I’m not sure. What is it that you’re interested in or afraid of in a book? That question helps to clarify it. You know, when I pick up a book, I want to know what the book is about. I’d like to know what the writer has written before that I have liked. I’m reading, right now, a writer. I’m halfway into the book and I liked what she was doing with structure and craft. So I looked her up and she’s from Scotland. But I didn’t care about that. I wanted a story.
So I feel like when these questions get asked, it seems in many ways—I think it’s a shorthand. It’s an easy way for people to try to figure out the kind of story they’ll be reading. But that also carries implications that I feel are narrow: What does an African writer—so-called African writer—write about? What should they be writing about?
Q. Where do you think your work fits into the greater scheme of literary works?
I think that the book that I wrote will fall into African literature, into Ethiopian literature, into East African literature, but written by someone from the diaspora. Written by a writer who is Ethiopian-American or American-Ethiopian. If I choose to write a book that’s based in Brooklyn, do I then become one of the Brooklyn writers that everyone is talking about? If I choose to write about something that doesn’t involve Ethiopia, that has no Ethiopian characters at all, then does that mean that I’m characterized based on what I write? Or, can the book stand on its own?

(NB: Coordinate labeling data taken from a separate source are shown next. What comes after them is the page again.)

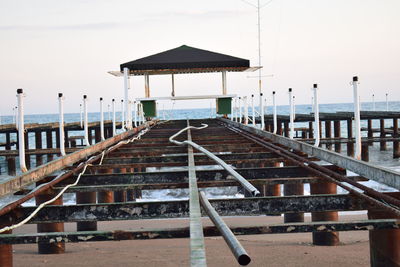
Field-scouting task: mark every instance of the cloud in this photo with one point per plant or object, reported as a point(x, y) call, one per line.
point(72, 27)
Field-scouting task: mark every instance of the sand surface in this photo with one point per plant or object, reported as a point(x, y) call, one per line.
point(265, 250)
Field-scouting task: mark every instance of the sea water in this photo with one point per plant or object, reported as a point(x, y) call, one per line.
point(377, 157)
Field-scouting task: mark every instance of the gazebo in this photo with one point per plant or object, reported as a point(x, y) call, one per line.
point(181, 60)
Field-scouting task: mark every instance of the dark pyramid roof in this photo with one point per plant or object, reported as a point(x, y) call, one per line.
point(185, 57)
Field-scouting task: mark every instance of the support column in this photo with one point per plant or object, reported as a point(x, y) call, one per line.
point(293, 190)
point(86, 198)
point(286, 128)
point(396, 144)
point(328, 133)
point(365, 151)
point(310, 130)
point(56, 247)
point(384, 245)
point(11, 167)
point(324, 238)
point(382, 135)
point(350, 144)
point(370, 132)
point(38, 145)
point(105, 196)
point(337, 134)
point(49, 144)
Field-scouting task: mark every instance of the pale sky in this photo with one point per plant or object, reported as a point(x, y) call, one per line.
point(52, 46)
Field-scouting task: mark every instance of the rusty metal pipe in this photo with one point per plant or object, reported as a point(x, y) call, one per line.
point(62, 177)
point(238, 251)
point(370, 195)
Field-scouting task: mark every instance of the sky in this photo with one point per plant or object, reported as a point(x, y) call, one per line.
point(51, 46)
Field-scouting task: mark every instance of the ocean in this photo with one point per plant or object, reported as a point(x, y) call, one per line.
point(380, 158)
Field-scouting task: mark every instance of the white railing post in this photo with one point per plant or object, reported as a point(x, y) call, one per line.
point(21, 130)
point(316, 116)
point(128, 115)
point(61, 123)
point(232, 109)
point(85, 121)
point(291, 133)
point(15, 117)
point(81, 115)
point(387, 102)
point(122, 115)
point(101, 120)
point(275, 115)
point(373, 102)
point(235, 109)
point(142, 112)
point(357, 118)
point(113, 122)
point(246, 111)
point(253, 112)
point(240, 109)
point(262, 112)
point(294, 107)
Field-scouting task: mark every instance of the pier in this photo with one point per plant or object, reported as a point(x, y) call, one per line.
point(114, 180)
point(267, 159)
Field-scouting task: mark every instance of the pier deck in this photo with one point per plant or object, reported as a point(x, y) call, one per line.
point(111, 189)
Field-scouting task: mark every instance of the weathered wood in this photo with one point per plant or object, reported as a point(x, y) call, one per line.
point(183, 232)
point(37, 174)
point(180, 208)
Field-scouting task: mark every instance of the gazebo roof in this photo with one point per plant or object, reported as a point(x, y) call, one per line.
point(185, 59)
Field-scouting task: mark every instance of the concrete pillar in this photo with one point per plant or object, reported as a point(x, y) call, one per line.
point(364, 151)
point(324, 238)
point(396, 144)
point(328, 133)
point(337, 134)
point(350, 145)
point(56, 247)
point(370, 133)
point(382, 135)
point(38, 145)
point(384, 245)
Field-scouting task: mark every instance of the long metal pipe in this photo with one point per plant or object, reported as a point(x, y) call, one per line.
point(126, 98)
point(248, 186)
point(61, 123)
point(85, 123)
point(291, 133)
point(101, 120)
point(316, 116)
point(357, 125)
point(113, 122)
point(134, 112)
point(21, 130)
point(369, 194)
point(238, 251)
point(275, 115)
point(112, 145)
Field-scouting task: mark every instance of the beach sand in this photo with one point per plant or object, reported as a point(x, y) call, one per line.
point(265, 250)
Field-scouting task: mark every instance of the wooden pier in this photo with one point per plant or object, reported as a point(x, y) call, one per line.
point(117, 171)
point(47, 141)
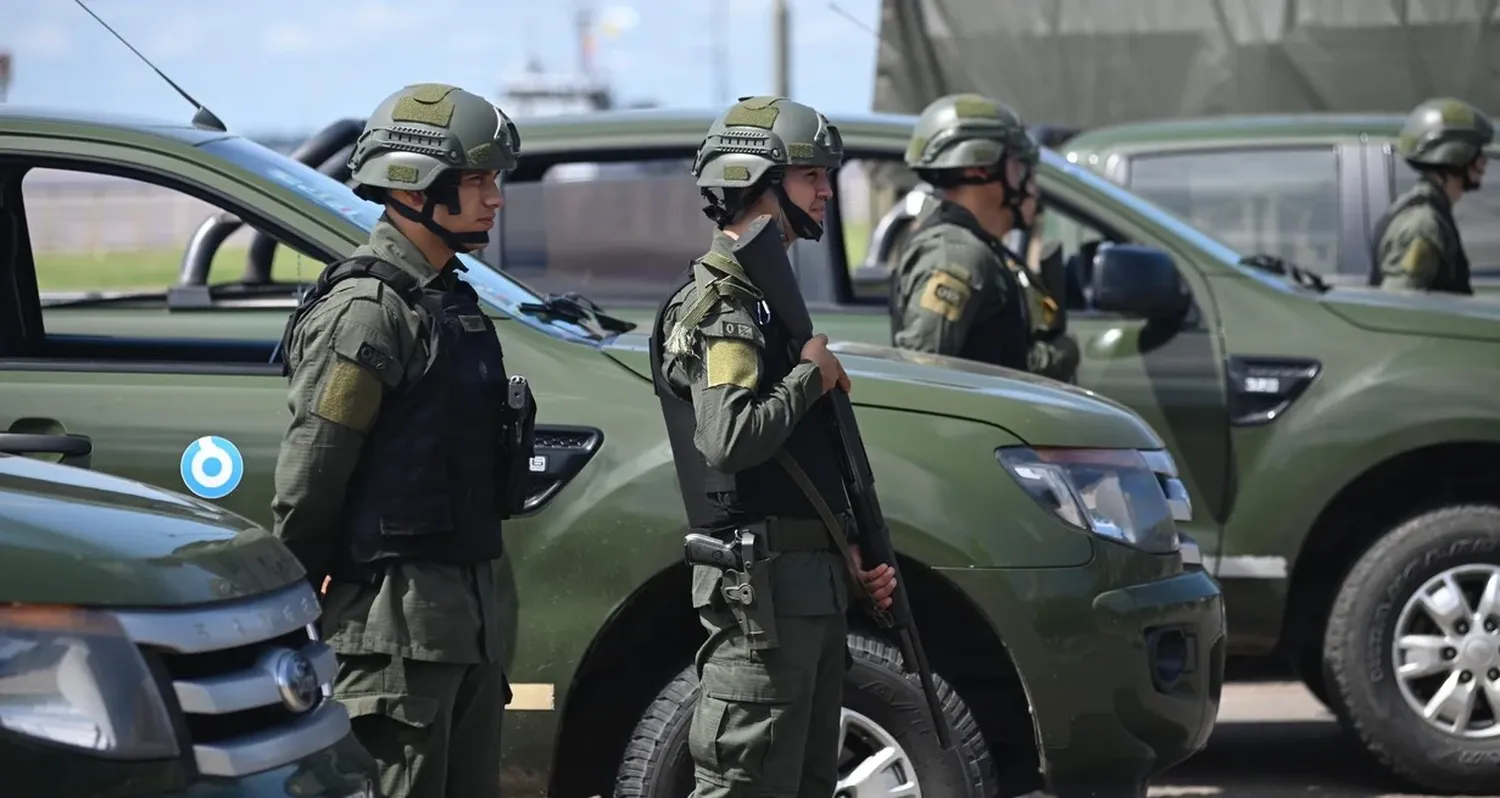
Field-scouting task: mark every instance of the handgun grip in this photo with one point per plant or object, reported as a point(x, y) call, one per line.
point(519, 393)
point(699, 549)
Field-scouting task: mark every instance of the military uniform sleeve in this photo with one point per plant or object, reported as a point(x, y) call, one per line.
point(348, 354)
point(1415, 254)
point(737, 428)
point(945, 285)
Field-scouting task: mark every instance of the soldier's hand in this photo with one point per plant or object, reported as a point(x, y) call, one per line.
point(816, 351)
point(879, 582)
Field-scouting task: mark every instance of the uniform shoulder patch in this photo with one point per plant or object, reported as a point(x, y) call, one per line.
point(729, 320)
point(350, 396)
point(945, 294)
point(732, 362)
point(365, 335)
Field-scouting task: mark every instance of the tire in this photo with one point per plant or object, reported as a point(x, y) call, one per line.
point(1376, 606)
point(878, 698)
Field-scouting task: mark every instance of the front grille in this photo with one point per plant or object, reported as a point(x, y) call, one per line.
point(234, 671)
point(1172, 486)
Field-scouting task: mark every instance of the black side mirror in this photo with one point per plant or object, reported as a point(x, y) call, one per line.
point(1139, 281)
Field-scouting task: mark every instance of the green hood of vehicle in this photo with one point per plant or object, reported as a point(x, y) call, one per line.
point(1416, 314)
point(1035, 410)
point(72, 536)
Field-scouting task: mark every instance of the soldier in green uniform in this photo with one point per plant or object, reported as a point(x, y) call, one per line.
point(735, 395)
point(380, 488)
point(1044, 279)
point(957, 290)
point(1416, 240)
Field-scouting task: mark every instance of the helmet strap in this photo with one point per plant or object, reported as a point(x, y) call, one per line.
point(447, 194)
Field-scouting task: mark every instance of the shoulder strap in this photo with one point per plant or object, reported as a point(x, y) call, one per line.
point(831, 525)
point(731, 284)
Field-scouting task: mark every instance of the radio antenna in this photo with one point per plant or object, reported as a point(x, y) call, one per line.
point(204, 117)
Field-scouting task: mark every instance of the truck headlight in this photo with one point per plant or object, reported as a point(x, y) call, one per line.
point(71, 677)
point(1110, 492)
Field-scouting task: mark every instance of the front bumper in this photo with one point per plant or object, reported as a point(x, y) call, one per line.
point(1122, 660)
point(344, 770)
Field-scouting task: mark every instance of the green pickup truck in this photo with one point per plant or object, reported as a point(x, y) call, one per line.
point(1338, 443)
point(155, 644)
point(1307, 188)
point(1074, 638)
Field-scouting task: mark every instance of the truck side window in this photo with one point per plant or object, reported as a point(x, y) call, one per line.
point(620, 233)
point(1478, 216)
point(1275, 200)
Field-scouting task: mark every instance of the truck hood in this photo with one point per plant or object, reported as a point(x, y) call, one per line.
point(72, 536)
point(1034, 408)
point(1416, 314)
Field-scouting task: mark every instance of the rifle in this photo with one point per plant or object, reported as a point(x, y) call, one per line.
point(762, 257)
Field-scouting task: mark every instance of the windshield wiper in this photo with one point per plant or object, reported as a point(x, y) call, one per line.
point(1286, 269)
point(578, 309)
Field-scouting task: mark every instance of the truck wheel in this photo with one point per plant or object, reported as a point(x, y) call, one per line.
point(1413, 650)
point(888, 741)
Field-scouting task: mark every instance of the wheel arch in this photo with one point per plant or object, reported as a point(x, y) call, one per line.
point(1368, 506)
point(654, 633)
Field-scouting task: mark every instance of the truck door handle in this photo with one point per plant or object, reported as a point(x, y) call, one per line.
point(77, 450)
point(27, 443)
point(560, 453)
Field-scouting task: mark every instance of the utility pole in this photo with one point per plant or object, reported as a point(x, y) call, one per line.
point(717, 27)
point(782, 47)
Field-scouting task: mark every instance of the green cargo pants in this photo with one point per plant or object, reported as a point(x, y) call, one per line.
point(434, 728)
point(767, 722)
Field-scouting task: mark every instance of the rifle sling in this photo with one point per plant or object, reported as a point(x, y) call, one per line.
point(836, 530)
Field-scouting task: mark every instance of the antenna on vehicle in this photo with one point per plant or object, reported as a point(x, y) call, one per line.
point(204, 117)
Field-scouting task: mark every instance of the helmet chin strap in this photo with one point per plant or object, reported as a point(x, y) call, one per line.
point(449, 195)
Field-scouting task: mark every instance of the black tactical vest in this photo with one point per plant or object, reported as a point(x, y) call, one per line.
point(429, 482)
point(1001, 336)
point(1454, 275)
point(717, 501)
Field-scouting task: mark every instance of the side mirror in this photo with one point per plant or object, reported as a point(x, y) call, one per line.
point(1139, 281)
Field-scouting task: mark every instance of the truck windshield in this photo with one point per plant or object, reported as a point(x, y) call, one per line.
point(1145, 207)
point(495, 288)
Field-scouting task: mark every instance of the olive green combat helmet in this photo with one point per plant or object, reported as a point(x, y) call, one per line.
point(1445, 132)
point(749, 147)
point(971, 131)
point(422, 138)
point(968, 131)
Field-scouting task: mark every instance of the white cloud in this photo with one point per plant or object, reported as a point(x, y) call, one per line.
point(42, 41)
point(617, 20)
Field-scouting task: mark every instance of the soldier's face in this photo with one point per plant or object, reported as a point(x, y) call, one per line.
point(810, 188)
point(479, 203)
point(1476, 171)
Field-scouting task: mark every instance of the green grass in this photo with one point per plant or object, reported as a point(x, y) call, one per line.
point(155, 270)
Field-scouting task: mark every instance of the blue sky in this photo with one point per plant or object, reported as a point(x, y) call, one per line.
point(273, 66)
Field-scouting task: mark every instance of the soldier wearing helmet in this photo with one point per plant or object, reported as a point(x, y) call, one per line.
point(957, 290)
point(381, 491)
point(1416, 242)
point(735, 392)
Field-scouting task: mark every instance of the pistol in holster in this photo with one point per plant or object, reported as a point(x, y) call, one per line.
point(516, 446)
point(744, 564)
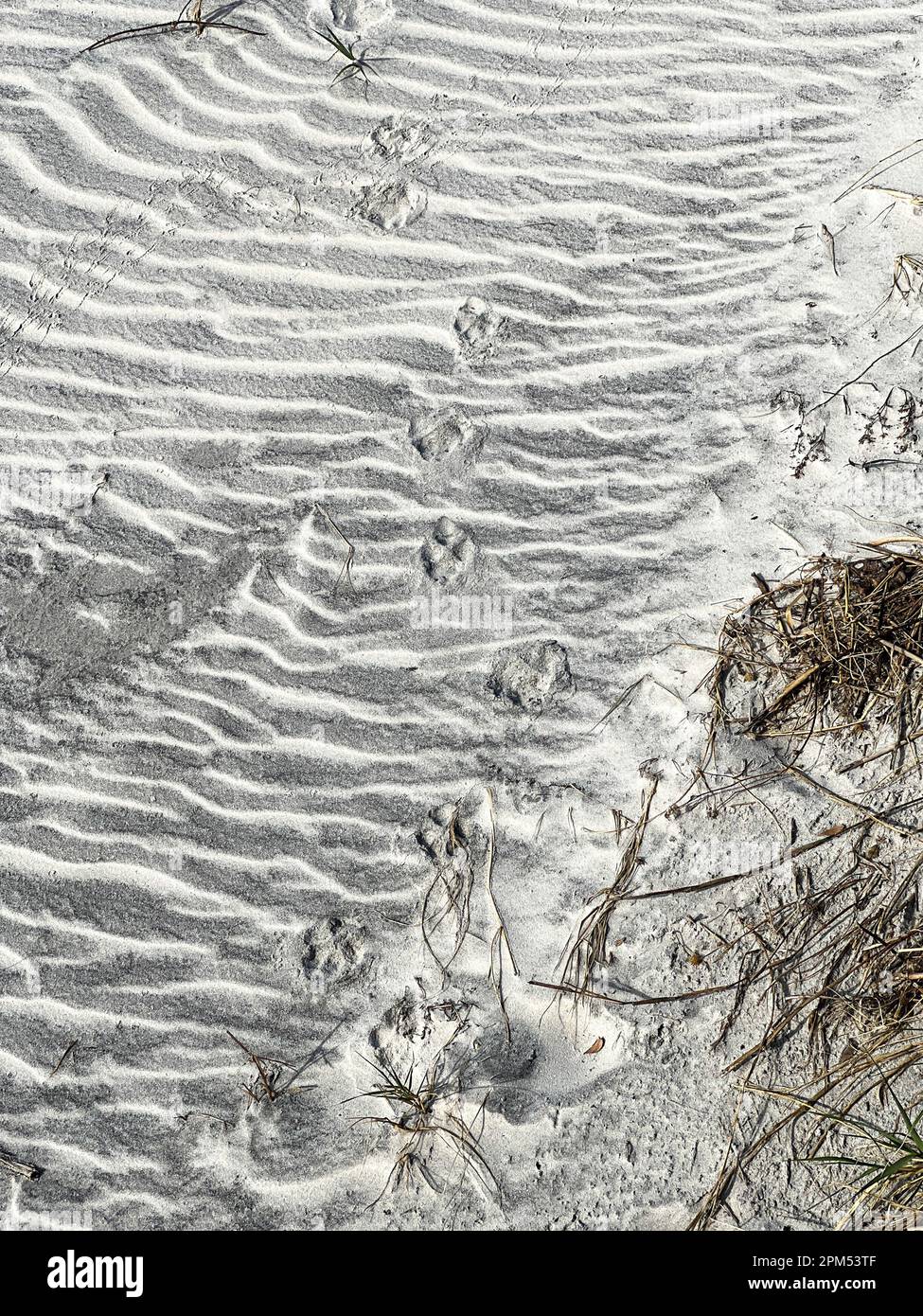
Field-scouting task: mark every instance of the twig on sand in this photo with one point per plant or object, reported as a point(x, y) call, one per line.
point(346, 574)
point(862, 373)
point(588, 949)
point(196, 23)
point(67, 1052)
point(501, 940)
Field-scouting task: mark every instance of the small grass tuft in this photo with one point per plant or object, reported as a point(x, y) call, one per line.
point(359, 63)
point(189, 19)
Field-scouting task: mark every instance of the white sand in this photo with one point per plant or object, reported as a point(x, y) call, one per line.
point(512, 316)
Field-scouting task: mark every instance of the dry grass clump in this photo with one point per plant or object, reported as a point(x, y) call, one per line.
point(835, 648)
point(273, 1079)
point(424, 1116)
point(189, 19)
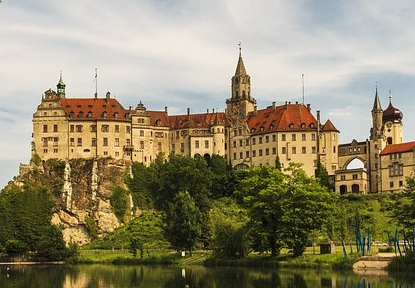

And I think those are interesting questions. I think they can get complicated. I’m very aware of the complications of this but I think we do have to begin to state the fact that it’s a complicated question. That it’s not an easy answer for everyone and no one will have the same answer.
Q. You’re working on a new book, and it’s going to focus on the Italian invasion of Ethiopia during World War II. Can you tell us anything about that?
The little that I can say about it is that it is set during the fascist invasion of Ethiopia and the subsequent war and Italian occupation. My characters and men and women, Ethiopian and Italian. And so I kind of bring them together and try to imagine what those interactions must have been like through every phase of this conflict.